The company just announced that it will launch its first-ever track in Lagos, Nigeria by 2020. The World Bank commissioned Systra, a global transportation consulting firm, to find a railway that could help alleviate traffic in the city, and SkyTran was chosen.
Lagos has some of the worst traffic jams in the world, due largely to its island-locked financial hub and exponential population growth. To put things in perspective, the city has more than twice the population as New York City but roughly the same land area.

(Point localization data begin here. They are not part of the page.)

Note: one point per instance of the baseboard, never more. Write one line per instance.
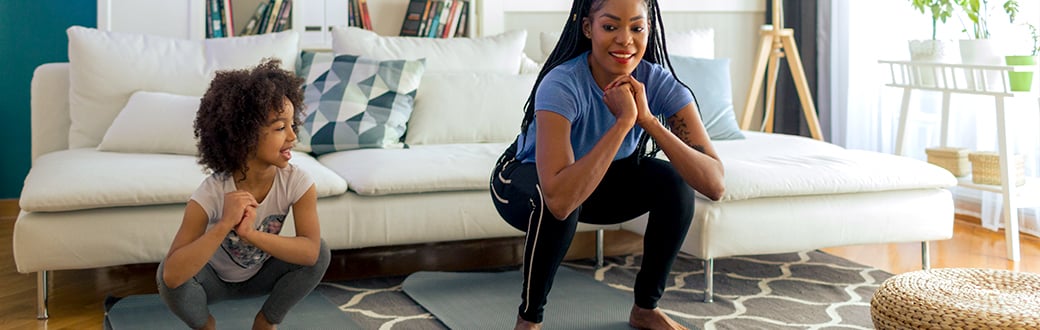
(8, 208)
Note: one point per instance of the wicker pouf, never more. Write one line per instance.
(958, 299)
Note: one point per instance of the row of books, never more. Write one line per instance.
(436, 19)
(270, 16)
(218, 19)
(358, 15)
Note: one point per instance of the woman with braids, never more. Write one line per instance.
(229, 245)
(580, 153)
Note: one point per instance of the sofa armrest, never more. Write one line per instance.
(50, 108)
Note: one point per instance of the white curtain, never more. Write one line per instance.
(865, 113)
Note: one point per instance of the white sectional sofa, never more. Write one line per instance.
(83, 207)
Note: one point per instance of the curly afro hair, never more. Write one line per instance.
(236, 106)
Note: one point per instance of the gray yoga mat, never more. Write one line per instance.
(148, 311)
(490, 300)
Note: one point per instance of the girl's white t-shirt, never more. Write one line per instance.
(236, 260)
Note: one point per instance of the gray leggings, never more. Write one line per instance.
(286, 282)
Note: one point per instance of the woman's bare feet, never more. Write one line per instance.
(524, 324)
(261, 323)
(652, 319)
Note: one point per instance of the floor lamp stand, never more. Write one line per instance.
(778, 43)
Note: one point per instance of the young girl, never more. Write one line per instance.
(580, 152)
(229, 245)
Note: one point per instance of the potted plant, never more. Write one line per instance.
(1022, 80)
(933, 50)
(978, 48)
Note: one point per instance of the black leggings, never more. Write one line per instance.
(630, 187)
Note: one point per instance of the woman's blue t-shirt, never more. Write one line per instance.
(570, 91)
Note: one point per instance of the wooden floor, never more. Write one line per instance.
(77, 296)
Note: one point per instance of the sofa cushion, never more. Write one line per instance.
(312, 65)
(86, 178)
(420, 169)
(106, 68)
(765, 165)
(496, 53)
(709, 80)
(360, 102)
(468, 108)
(154, 123)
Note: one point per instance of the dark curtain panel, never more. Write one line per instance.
(802, 17)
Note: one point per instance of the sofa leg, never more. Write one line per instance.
(708, 280)
(599, 248)
(42, 284)
(926, 260)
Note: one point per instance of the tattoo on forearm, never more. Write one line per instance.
(680, 129)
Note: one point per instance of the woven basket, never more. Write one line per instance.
(958, 299)
(986, 168)
(954, 159)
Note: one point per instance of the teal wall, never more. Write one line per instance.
(31, 32)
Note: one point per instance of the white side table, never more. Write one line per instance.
(970, 79)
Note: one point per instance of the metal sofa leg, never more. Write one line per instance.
(926, 260)
(599, 248)
(43, 282)
(708, 280)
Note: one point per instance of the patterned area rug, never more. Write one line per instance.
(793, 290)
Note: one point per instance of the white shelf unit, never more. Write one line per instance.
(971, 79)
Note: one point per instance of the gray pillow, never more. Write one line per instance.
(709, 79)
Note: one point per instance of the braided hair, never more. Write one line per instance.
(573, 43)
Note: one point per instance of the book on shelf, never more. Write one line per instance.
(251, 26)
(436, 19)
(273, 18)
(358, 15)
(227, 18)
(413, 18)
(366, 20)
(213, 22)
(269, 16)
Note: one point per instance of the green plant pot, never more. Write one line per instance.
(1020, 81)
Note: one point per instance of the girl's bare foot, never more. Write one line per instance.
(524, 324)
(652, 319)
(261, 323)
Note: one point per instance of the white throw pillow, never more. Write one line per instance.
(106, 68)
(154, 123)
(468, 107)
(496, 53)
(696, 43)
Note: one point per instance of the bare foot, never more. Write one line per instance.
(210, 324)
(261, 323)
(652, 319)
(524, 324)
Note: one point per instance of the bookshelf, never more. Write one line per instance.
(186, 19)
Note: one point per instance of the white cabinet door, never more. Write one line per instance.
(184, 19)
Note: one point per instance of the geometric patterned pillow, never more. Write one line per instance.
(360, 102)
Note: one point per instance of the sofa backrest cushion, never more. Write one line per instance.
(154, 123)
(106, 68)
(468, 107)
(710, 81)
(360, 102)
(495, 53)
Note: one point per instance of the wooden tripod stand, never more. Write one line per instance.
(775, 41)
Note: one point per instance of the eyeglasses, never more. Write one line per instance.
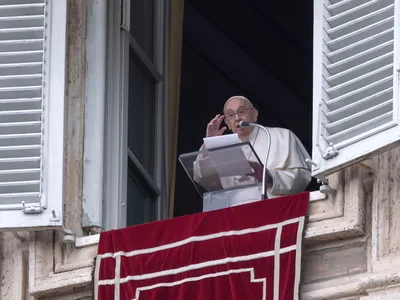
(241, 113)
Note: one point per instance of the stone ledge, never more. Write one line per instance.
(63, 283)
(359, 285)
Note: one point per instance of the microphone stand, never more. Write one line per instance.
(264, 185)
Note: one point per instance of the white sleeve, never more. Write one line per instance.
(290, 181)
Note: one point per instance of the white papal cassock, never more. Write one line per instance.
(286, 164)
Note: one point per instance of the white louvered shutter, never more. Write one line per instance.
(356, 103)
(32, 72)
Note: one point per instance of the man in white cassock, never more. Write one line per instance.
(287, 170)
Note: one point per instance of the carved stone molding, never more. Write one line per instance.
(343, 214)
(54, 274)
(353, 287)
(385, 241)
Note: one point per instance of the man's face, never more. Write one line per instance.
(239, 110)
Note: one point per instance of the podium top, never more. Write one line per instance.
(221, 168)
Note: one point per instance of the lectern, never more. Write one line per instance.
(221, 175)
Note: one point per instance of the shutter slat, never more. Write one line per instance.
(342, 63)
(358, 69)
(359, 23)
(22, 38)
(362, 131)
(360, 46)
(338, 112)
(361, 81)
(359, 35)
(9, 200)
(360, 117)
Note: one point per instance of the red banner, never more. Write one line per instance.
(252, 251)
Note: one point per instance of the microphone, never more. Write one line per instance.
(263, 187)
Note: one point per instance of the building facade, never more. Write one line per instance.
(93, 54)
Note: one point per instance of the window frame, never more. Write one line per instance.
(116, 133)
(368, 146)
(51, 217)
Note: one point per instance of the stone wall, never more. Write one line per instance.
(352, 239)
(38, 265)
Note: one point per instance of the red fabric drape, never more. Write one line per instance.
(251, 251)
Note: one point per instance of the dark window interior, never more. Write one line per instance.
(255, 48)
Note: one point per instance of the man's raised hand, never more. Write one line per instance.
(213, 126)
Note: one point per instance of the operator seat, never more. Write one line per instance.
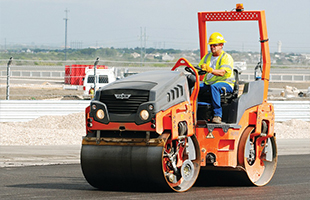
(205, 111)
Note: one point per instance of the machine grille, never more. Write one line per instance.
(118, 102)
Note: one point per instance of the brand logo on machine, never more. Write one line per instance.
(122, 96)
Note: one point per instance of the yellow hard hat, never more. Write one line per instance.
(216, 38)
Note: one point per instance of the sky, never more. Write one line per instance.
(165, 23)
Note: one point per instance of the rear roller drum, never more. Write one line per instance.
(258, 157)
(181, 163)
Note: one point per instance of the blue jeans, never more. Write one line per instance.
(216, 91)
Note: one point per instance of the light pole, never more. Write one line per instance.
(8, 79)
(95, 68)
(66, 22)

"Everyone hates commuting, but there are no solutions," Sanders tells Tech Insider. "The only way to get around traffic is to literally go above it."
Take a look.
SkyTran opened a 900-foot test station on the campus of Israel Aerospace Industries near Tel Aviv in late 2015. By the end of 2016, it will start construction of a 25-mile track in Lagos (An exact route in the city has not yet been planned).
Developed by Doug Malewicki, an engineer at NASA's Ames Research Center, the 300-pound pods use magnets to hang from slender rails.
NASA and SkyTran designed four different types of steel and aluminum pods: one that seats two people, one that seats four, one for the disabled, and one for larger cargo. Here's the latest prototype:
SkyTrans' aluminum rail levitates with help from gravity, a magnet, and a short burst of electricity. Once the pod reaches 10 mph, it continues to glide and accelerate without any additional power. Skytran uses the same amount of electricity as two hair dryers, Sanders says.
It's capable of traveling 155 mph, but the pods in Lagos will likely travel 45 to 65 mph to start, Sanders says. Based on need, the city may increase the system's speed.
The company says it will only cost about $13 million per mile to build, whereas a subway system can cost at least $160 million for the same distance.
The tracks could run through universities and offices in Lagos, Sanders says. The small stations could even be built in apartment lobbies.
Like normal public transportation, SkyTran could have stations around the city. Sanders estimates that a pod ride would cost only slightly more than Lagos trains.
To request a pod, riders enter their pick-up location and destination in the SkyTran app (assuming they have a smartphone). Unlike a typical light rail or subway system, SkyTran also won't have a schedule — Passengers will just get in the first pod that shows up.
SkyTran's system will then send passengers automatically to their destinations. If the pod needs to stop at a station, it will move to another rail so that the one behind it can pass. The pods theoretically never need to stop for traffic.
The company will spend the next few months planning the route and securing labor and supplies for construction. Sanders hopes to expand to other countries, like India, France, and the US within the next decade.
The ultimate goal is to make driving in cities history, Sanders says. "Countries can't afford to have people spend hours a day stuck in traffic." In congested cities, it may just be the transit alternative we need.